In order to assess the diversification benefits of private equity, we analyzed the 20-year track record of the Cambridge Venture Capital and Private Equity indices relative to several traditional and alternative asset classes. The results of our correlation analysis are summarized in Exhibit 7.

Exhibit 7: Diversification Benefits
  U.S. Small Stocks Lehman Agg EAFE Wilshire 5000 Venture Capital Private Equity Timber Realty Fund of Hedge Funds
U.S. Small Stocks 1.00                
Lehman Agg -0.20 1.00              
EAFE 0.60 -0.14 1.00            
Wilshire 5000 0.83 -0.12 0.76 1.00          
Venture Capital 0.39 -0.17 0.33 0.44 1.00        
Private Equity 0.58 -0.20 0.53 0.65 0.60 1.00      
Timber -0.06 0.11 0.05 0.06 0.11 0.26 1.00    
Realty -0.08 -0.18 0.10 -0.03 0.08 0.23 -0.21 1.00  
Fund of Hedge Funds 0.37 -0.09 0.26 0.40 0.39 0.39 .021 -0.13 1.00
Source: J.P. Morgan Investment Analytics & Consulting estimates, Cambridge Associates, Hedge Fund Research Inc.

The correlation of private equity to other asset classes is low, which does indicate that there may be some diversification benefit to participating in this asset class. However, we would note that many of the correlations for other alternative assets, such as Timber and Funds of Hedge Funds, are lower than those experienced by private equity. Also, we believe the correlations may be understated due to the infrequency of reporting for private equity and use of estimates in calculating private equity returns. Therefore, diversification should not be the sole reason to invest in private equity.

Conclusions

In our view, an allocation to private equity may make sense in the context of a large institutional portfolio. However, investors in private equity should be aware of the wide dispersion in results among funds with similar strategies. In our view, the high levels of fundraising in recent years may hinder the ability of private equity firms to generate stellar results going forward.

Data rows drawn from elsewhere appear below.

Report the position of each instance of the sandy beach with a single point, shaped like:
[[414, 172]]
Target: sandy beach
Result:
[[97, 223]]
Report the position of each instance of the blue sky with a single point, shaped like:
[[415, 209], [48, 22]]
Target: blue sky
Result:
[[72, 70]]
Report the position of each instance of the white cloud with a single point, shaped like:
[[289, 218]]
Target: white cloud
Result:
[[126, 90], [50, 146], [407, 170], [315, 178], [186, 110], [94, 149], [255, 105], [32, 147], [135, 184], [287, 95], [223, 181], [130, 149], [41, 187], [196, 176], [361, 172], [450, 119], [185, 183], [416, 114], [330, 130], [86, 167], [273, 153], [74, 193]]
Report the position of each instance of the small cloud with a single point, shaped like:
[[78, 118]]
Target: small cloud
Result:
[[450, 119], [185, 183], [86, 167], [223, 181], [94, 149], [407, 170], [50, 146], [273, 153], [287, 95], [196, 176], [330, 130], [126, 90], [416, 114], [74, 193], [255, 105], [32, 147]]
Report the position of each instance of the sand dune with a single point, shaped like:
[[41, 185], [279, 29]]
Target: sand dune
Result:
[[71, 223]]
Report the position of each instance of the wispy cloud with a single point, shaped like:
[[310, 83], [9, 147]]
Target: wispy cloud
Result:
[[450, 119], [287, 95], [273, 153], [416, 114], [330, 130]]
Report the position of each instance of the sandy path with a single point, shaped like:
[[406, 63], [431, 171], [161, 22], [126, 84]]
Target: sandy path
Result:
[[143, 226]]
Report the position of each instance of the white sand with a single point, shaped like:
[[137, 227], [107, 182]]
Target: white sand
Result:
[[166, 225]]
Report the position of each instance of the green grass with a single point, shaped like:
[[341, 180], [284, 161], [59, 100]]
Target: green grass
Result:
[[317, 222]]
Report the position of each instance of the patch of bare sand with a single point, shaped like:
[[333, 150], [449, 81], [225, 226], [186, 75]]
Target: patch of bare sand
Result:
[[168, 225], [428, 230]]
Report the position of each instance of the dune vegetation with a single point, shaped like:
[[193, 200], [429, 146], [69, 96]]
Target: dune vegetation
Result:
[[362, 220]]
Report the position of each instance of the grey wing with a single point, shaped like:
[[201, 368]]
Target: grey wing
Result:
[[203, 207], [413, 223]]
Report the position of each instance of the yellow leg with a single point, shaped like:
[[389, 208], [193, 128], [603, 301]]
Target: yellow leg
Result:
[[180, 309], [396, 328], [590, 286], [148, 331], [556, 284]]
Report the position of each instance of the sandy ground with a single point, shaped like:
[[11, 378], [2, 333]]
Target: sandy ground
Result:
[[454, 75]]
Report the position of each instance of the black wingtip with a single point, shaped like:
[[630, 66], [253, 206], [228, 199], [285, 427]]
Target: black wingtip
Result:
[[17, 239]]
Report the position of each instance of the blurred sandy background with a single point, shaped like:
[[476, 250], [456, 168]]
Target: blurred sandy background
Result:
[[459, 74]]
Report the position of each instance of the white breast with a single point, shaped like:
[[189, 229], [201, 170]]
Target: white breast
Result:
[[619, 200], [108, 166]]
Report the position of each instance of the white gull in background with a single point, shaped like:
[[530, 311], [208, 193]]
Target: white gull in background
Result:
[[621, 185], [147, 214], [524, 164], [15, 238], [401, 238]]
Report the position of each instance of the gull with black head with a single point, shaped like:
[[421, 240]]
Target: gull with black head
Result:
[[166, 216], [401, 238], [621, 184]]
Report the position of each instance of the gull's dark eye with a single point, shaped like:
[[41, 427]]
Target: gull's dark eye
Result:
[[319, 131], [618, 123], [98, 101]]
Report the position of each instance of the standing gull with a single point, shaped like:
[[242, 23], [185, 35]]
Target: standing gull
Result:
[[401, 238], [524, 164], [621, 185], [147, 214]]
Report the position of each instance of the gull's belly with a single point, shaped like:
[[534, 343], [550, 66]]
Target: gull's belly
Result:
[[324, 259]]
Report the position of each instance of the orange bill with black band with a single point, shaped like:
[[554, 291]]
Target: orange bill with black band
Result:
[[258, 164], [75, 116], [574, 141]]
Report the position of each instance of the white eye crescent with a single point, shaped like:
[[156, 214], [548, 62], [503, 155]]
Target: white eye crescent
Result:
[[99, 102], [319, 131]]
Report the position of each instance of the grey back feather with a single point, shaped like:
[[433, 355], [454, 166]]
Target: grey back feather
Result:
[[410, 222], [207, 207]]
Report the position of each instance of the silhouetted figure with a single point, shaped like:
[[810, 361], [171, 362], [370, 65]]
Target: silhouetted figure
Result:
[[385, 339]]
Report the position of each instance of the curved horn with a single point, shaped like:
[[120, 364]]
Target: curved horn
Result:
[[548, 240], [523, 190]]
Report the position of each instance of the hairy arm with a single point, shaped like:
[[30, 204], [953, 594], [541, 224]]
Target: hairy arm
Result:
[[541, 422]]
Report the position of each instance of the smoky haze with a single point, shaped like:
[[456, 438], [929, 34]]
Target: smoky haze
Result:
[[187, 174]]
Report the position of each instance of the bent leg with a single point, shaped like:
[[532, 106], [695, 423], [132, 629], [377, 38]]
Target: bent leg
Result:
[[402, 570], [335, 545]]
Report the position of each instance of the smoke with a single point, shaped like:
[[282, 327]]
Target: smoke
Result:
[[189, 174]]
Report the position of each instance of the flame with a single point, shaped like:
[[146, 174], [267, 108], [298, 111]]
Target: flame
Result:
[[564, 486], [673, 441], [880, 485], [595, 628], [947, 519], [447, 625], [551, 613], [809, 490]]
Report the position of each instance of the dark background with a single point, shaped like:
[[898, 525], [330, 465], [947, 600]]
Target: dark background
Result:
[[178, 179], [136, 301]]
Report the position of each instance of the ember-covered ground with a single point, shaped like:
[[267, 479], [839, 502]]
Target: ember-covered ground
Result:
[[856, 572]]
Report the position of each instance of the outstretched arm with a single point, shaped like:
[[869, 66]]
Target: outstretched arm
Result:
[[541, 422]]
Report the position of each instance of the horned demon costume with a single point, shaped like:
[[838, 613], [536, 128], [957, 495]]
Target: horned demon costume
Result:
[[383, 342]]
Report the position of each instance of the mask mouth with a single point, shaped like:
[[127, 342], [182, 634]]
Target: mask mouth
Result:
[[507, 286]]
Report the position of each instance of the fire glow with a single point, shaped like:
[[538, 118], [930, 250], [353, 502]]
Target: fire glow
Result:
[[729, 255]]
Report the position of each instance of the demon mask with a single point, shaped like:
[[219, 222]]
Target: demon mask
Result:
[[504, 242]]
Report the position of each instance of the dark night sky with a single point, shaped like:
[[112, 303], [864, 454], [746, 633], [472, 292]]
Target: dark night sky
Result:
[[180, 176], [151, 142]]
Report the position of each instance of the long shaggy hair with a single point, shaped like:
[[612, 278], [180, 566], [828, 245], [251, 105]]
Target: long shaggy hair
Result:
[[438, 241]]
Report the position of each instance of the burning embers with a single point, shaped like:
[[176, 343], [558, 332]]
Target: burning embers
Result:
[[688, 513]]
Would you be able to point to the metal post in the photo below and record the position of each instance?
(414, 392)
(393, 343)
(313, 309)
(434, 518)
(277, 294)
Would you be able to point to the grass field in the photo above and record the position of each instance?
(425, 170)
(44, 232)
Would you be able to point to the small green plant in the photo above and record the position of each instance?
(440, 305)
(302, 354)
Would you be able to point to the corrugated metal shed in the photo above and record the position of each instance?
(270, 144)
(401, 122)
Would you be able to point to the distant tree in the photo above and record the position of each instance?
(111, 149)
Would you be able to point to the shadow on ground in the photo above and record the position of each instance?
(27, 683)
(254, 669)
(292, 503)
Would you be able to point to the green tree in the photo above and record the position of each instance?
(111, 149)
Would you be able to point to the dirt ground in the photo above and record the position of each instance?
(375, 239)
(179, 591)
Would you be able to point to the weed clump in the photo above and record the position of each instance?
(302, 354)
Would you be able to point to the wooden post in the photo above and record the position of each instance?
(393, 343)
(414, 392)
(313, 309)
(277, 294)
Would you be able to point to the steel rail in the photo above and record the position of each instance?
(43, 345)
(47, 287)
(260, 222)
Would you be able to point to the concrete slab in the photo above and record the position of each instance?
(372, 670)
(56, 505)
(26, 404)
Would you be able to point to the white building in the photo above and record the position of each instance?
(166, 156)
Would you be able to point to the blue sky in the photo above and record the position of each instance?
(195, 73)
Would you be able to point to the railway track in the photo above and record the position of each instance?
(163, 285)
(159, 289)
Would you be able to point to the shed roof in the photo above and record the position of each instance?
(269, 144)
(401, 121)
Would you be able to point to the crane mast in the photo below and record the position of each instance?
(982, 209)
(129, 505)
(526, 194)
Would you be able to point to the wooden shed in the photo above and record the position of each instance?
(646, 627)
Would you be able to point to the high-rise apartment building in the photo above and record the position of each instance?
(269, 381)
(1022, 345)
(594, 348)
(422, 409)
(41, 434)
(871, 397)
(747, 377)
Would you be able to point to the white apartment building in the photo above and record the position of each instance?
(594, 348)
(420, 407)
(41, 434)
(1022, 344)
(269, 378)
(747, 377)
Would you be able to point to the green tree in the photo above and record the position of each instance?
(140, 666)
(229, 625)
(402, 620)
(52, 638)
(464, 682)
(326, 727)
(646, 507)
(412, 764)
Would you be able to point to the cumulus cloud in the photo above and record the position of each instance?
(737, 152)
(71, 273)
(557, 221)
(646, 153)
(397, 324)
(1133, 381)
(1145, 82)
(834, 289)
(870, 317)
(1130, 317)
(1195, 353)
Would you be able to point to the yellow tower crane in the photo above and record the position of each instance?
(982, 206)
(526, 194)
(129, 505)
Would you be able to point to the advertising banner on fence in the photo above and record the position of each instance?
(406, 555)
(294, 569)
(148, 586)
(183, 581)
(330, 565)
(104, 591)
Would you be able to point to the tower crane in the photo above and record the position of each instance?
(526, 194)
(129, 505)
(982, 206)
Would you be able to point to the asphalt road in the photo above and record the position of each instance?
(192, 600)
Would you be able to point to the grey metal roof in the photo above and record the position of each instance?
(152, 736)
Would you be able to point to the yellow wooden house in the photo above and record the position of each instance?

We believe investors in private equity should take a long-term view. It may make sense to spread out capital allocations over many years to dampen the impact of fundraising cycles. We believe plan sponsors must analyze the details of any individual private equity fund, and consider how that fund is likely to perform in various market conditions. Furthermore, plan sponsors should only consider allocations to private equity if they believe they are able to identify, and gain access to, managers that are likely to be in the top quartile. In all, we believe it is worth the effort to analyze private equity funds and consider allocating a percentage of portfolio assets to this asset class.